The proposal is not part of the NSSF Amendment Bill, which is currently being discussed by Parliament.
The Bill proposes midterm access as well as putting in place provisions that allow NSSF to create products such as employment, education and housing benefits among others.
This had earlier been proposed by a section of politicians key among them former Forum for Democratic Change (FDC) presidential candidate Dr Kizza Besigye.
Yesterday, Mr Byarugaba also said that whereas they have the capacity to mobilise the money to implement the proposal in the event that it is passed, it would have to come at a very huge cost.
“We would have to sell our assets in a depressed market. This means we would have to take huge discounts.

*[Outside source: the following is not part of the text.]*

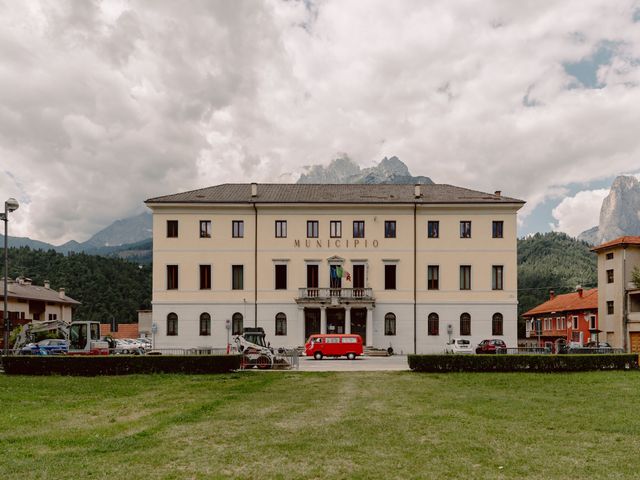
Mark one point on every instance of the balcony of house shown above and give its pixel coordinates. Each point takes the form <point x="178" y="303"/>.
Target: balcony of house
<point x="634" y="305"/>
<point x="335" y="296"/>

But there also other implications which relate to interest rates and foreign exchange among others,” he said, noting the Fund have given government and the politicians necessary material to inform their decisions on the proposal.
We could not get a comment from Finance Minister Matia Kasaija as he was held up in meetings.
However, Finance Ministry spokesperson Jim Mugunga confirmed NSSF had written to government in regard to the proposal noting that the proposal before Parliament had been an outcome of a wider consultative process that included different stakeholders, among them workers, business executive and fund managers.
“The Ministry of Finance implements laws as rightfully passed by Parliament. We are definitely concerned with the related wider economic and related policy impacts and would adjust accordingly,” he said, adding the role of pension funds, including NSSF, would be to ensure they deliver on their part of the contract with savers.
In the letter, NSSF also indicated that the Fund had a membership of 2.3 million with a core membership of 1.2 million.
Of the 1.2 million, the Fund noted, 53 per cent are active while 47 per cent are dormant.
Therefore, the Fund noted: “This proposal [20 per cent pay out] will not address the wider need for a relief yet it leaves irreparable damage on the economy and financial system.”
View from an expert
According to Dr Fred Muhumuza, a Makerere University lecturer and an economist, the proposal would be very disruptive not only for the pensions sector but also to other sensitive areas of the economy.
However, he said NSSF was partly to blame as the public has been made to believe that the Fund has a lot of money lying there yet it is money invested in various assets.
They have spent a lot of time telling people we have a lot of money and yet all this money is locked up in different investments,” he said, noting NSSF, at the moment has little liquidity thus it would be costly for them to mobilise what is required to pay out the 20 per cent.